Another recent discovery in the study of the E. histolytica genome has been the presence of elements called transposons and retrotransposons, which constitute a significant portion of the genome of E. histolytica [95]. The insertion of transposons and retrotransposons results in changes in the amount of DNA, as well as changes and mutation genes. Although until now there is not much information about the function of this type of molecule, it is thought that these elements of amoebic DNA could be participating in the generation of pathogenic variants of E. histolytica, which are obtained from clinical isolates and cultured in the presence of pathogenic bacteria, in which there is an increase in the virulence of E. histolytica.
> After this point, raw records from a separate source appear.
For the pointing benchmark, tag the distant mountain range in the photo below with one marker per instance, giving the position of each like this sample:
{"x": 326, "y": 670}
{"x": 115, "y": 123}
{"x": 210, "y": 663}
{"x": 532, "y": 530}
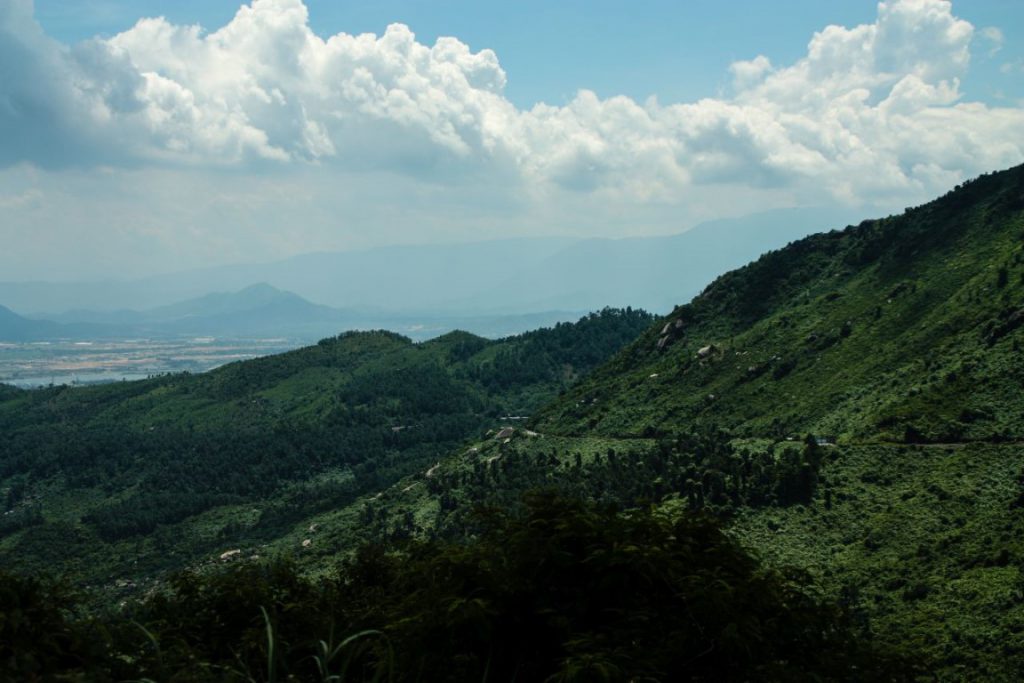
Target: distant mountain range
{"x": 508, "y": 278}
{"x": 258, "y": 310}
Another molecule that participates in E. histolytica infection is the cyclooxygenase from E. histolytica (EhCox). EhCox, derived from prostaglandin E2, stimulates the chemokine IL-8 from mucosal epithelial cells that recruit neutrophils to the site of infection, increasing the tissue damage. This phenomenon was verified by making gene silencing of EhCox (EhCoxgs) which increases the expression and production of endogenous cysteine protease (CP) and the virulence of trophozoites without altering CP gene transcripts. Shahi et al. propose a negative feedback mechanism in E. histolytica to limit proteolytic activity during colonization that can inadvertently trigger inflammation in the gut-enhanced erythrophagocytosis, cytopathic effects on colonic epithelial cells, and elicited proinflammatory cytokines in mice colonic loops, as well as increased inflammation associated with high levels of myeloperoxidase activity [76].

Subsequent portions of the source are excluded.